と述べ全く意に介す様子はありません。東京は、ずっと安全だったという主張です。私も当時、Amazonで注文したミネラルウォーターが「お客様にご注文いただいた以下の商品が、仕入先から入荷の見込みがないことがわかりましたため、やむを得ずご注文のキャンセルをさせていただきました」などと一方的にキャンセルされるなど水の確保に苦労し、1リットルあたり300円くらいするような高い水を購入したことを思い出しました(1)。放射能のことばかり考えていても気が滅入るだけなので意識の外に追いやっていましたが、公開されている裁判の資料を読んでいると、当時の恐怖が思い起こされ涙が出てきました。

風評被害が「賠償すべき被害」として認められるんですから、普段買わない水を「買わされた」被害もきちんと賠償して欲しいものです。
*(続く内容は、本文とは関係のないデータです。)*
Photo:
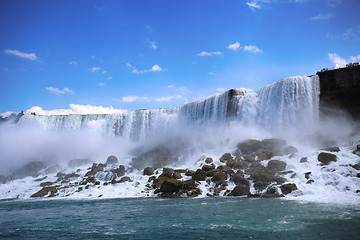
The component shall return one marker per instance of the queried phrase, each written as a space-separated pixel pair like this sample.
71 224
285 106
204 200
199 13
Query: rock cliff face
340 90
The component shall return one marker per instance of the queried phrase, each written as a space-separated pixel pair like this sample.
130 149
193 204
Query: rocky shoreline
254 169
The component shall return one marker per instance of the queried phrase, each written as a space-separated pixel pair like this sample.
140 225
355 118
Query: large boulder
31 169
156 158
45 191
148 171
78 162
276 165
240 190
326 158
249 146
171 185
288 188
112 160
199 175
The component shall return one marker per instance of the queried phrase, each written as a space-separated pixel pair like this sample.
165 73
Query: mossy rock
276 165
199 175
148 171
288 188
262 176
326 158
249 146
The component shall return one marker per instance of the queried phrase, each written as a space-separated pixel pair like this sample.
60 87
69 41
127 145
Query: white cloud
30 56
57 91
94 69
253 4
153 46
155 68
337 60
355 59
234 46
133 98
323 16
252 48
333 3
75 109
205 53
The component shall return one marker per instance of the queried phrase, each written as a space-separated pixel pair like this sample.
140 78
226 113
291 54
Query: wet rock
177 175
276 165
171 185
239 179
241 165
326 158
125 179
249 146
31 169
208 160
45 184
355 166
199 175
262 176
78 162
120 171
156 158
219 176
45 191
331 149
288 188
112 160
289 150
148 171
208 167
225 157
240 190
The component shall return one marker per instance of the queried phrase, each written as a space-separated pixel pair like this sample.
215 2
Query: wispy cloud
252 48
94 69
253 4
134 98
341 62
323 16
155 68
234 46
352 34
153 46
333 3
75 109
58 91
246 48
30 56
205 53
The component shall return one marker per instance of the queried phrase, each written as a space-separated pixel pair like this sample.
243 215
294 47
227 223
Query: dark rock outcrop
339 89
326 158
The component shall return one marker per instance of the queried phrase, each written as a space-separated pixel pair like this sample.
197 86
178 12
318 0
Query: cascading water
280 105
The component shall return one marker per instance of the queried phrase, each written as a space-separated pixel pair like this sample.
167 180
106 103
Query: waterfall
286 103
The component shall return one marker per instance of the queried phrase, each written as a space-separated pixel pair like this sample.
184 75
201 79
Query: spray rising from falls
277 106
183 137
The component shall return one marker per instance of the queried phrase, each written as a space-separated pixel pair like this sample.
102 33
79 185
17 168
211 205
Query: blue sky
153 54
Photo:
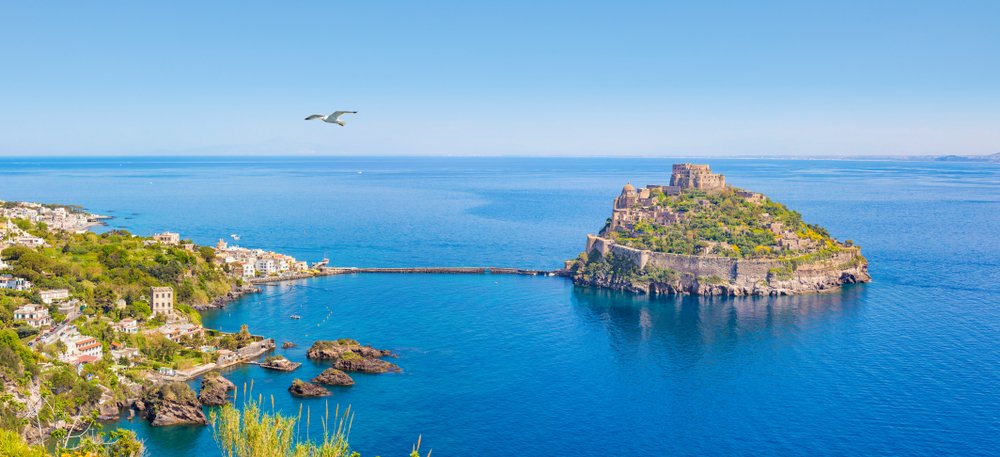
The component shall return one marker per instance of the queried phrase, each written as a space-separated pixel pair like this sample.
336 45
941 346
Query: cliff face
698 236
614 266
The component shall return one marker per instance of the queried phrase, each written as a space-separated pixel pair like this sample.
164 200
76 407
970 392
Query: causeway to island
699 236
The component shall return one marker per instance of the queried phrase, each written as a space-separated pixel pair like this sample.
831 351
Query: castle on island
634 205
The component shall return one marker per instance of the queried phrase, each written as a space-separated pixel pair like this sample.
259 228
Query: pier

今後も本裁判を傍聴し、原発問題はれっきとした消費者問題であることを伝えていきたいと思います。

参考:

水道水から放射性物質 東京都 水ボトル24万本 乳児家庭に配布へ(NHKニュース)

2011.03.23

 東京・葛飾区(カツシカク)にある都の浄水場の水道水から1歳未満の乳児の摂取制限の指標を上回る量の放射性物質が検出された問題で、東京都はこの浄水場の水を利用する東京23区と多摩地区の5つの市で、水の確保が難しくなっているとして、乳児のいる家庭を対象に、あす、ミネラルウォーターの入った24万本のペットボトルを配ることになりました。

 東京都葛飾区にある都の金町浄水場(カナマチ)の水道水では、きのう、放射性ヨウ素131(ヒャクサンジュウイチ)が1歳未満の乳児の摂取制限の指標の2倍以上にあたる1リットルあたり210ベクレル検出されました。

 東京都は、 金町浄水場の水道水を利用する東京23区と武蔵野市、町田市、多摩市、稲城市(イナギシ)、三鷹市で乳児に限って水道水の摂取を控えるよう呼びかける一 方、この地域の事業者や保育園などの施設に対しても、1歳未満の乳児が飲む可能性のある飲み物や離乳食に、この水道水を使わないよう呼びかけています。

 東京都水道局は、今夜、記者会見し、東京23区と多摩地区の5つの市の店などで、ミネラルウオーターの買い占めなどが起きて水の確保が難しくなっているとして、あす、550ミリリットルのミネラルウォーターの入ったペットボトルをあわせて24万本配ることを発表しました。

 この地域には、1歳未満の乳児、およそ8万人がいて、配布する対象は乳児のいる家庭に限定し、あす、準備ができ次第、23区と対象の市を通じて、乳児1人あたり3本を配ってもらう予定です。

 都が配るミネラルウォーターは、硬度が低く、赤ちゃんの腎臓に負担がかからない軟水で、東京都は追加の提供も予定し、業界に対しては、ミネラルウォーター入りのボトルの増産を要請することにしています。

  1. Amazon以外からもキャンセルされることが相次ぎましたが、在庫以上の注文を受け付けて一方的にキャンセルする「キャンセル商法」も、どうにかして欲しい。